According to our results, 3D-CS-TOF can be an easy, fast, and reliable alternative for the management or follow-up of WEB assisted embolization.
According to our results, 3D-CS-TOF can be an easy, fast, and reliable alternative for the management or follow-up of WEB assisted embolization.
Anti-beta 2 glycoprotein I IgA is a common isotype of anti-beta 2 glycoprotein I in SLE. Anti-beta 2 glycoprotein I was not included in the American College of Rheumatology (ACR) SLE classification criteria, but was included in the Systemic Lupus International Collaborating Clinics (SLICC) criteria. We aimed to evaluate the prevalence of anti-beta 2-glycoprotein I IgA in SLE versus other rheumatic diseases. In addition, we examined the association between anti-beta 2 glycoprotein I IgA and disease manifestations in SLE.

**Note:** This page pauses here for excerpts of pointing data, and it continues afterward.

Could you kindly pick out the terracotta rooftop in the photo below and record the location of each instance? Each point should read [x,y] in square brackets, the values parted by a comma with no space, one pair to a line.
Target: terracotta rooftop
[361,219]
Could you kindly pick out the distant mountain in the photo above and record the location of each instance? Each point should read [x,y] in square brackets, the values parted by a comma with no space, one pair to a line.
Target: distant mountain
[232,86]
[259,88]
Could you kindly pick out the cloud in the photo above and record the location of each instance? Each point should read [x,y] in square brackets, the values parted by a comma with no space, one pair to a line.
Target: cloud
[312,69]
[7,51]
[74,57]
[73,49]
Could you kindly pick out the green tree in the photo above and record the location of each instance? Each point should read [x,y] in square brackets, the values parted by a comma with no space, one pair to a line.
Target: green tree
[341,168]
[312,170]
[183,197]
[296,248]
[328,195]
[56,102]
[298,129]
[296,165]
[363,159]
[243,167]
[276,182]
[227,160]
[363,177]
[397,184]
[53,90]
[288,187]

The dataset consisted of 1384 patients, 657 with a consensus physician diagnosis of SLE and 727 controls with other rheumatic diseases. Anti-beta 2 glycoprotein I isotypes were measured by ELISA. Patients with a consensus diagnosis of SLE were compared to controls with respect to presence of anti-beta 2 glycoprotein I. Among patients with SLE, we assessed the association between anti-beta 2 glycoprotein I IgA and clinical manifestations.

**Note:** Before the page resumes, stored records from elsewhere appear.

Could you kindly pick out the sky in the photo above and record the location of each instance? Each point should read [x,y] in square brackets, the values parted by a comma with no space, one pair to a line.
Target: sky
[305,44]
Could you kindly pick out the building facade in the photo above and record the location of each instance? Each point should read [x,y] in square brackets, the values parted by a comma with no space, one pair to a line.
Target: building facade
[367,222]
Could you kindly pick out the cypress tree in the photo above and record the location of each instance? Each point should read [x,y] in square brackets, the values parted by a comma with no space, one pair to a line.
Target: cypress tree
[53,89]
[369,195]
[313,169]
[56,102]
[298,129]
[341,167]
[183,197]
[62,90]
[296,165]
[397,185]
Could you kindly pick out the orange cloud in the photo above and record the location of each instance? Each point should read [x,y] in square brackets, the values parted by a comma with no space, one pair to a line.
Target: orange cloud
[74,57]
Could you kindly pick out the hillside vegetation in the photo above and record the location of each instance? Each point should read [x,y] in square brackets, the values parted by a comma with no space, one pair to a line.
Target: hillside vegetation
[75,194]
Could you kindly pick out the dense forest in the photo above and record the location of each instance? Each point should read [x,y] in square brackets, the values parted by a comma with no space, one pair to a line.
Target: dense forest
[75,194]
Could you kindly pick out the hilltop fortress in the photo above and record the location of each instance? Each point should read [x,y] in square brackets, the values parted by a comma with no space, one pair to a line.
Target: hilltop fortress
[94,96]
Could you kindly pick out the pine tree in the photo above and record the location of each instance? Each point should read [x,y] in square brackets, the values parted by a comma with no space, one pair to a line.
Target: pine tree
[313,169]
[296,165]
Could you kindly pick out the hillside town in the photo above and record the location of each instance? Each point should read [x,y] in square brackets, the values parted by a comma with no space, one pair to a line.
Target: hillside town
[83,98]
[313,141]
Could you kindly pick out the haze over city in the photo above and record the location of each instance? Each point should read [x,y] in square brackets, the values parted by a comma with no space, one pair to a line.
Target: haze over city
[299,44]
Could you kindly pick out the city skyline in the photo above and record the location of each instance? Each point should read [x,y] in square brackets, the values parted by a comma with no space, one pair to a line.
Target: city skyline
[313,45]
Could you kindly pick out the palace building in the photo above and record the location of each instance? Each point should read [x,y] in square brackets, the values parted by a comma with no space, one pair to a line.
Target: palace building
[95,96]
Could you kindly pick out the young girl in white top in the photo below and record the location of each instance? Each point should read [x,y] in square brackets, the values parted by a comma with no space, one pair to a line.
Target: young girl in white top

The prevalence of anti-beta 2 glycoprotein I IgA with SLE and in particular, with African descent. It could occur alone without other isotypes.
The progress of accelerated atherosclerosis in systemic lupus erythematosus (SLE) is incompletely understood. Circulating osteopontin (OPN) is increased in autoimmune conditions, e.g. SLE, and its serum concentration was recently reported to associate with subclinical atherosclerosis in SLE, as measured by carotid intima-media thickness. The aim of this study was to investigate whether OPN may be used as a surrogate biomarker of subclinical atherosclerosis in SLE patients with different disease phenotypes.
We recruited 60 well-characterised SLE cases and 60 age- and sex-matched healthy controls. The SLE cases were divided into three different disease phenotypes SLE with antiphospholipid syndrome (APS), lupus nephritis, and isolated skin and joint involvement. Plasma OPN was detected by ELISA (Quantikine®, R&D Systems). Common carotid arteries intima media thickness was compared between the studied groups in relation to OPN levels and risk factors for vascular changes. Intima media thickness of common carotid arteries was measured by using a sensitive ultrasound technique (LOGIQ™ E9 ultrasound, GE Healthcare).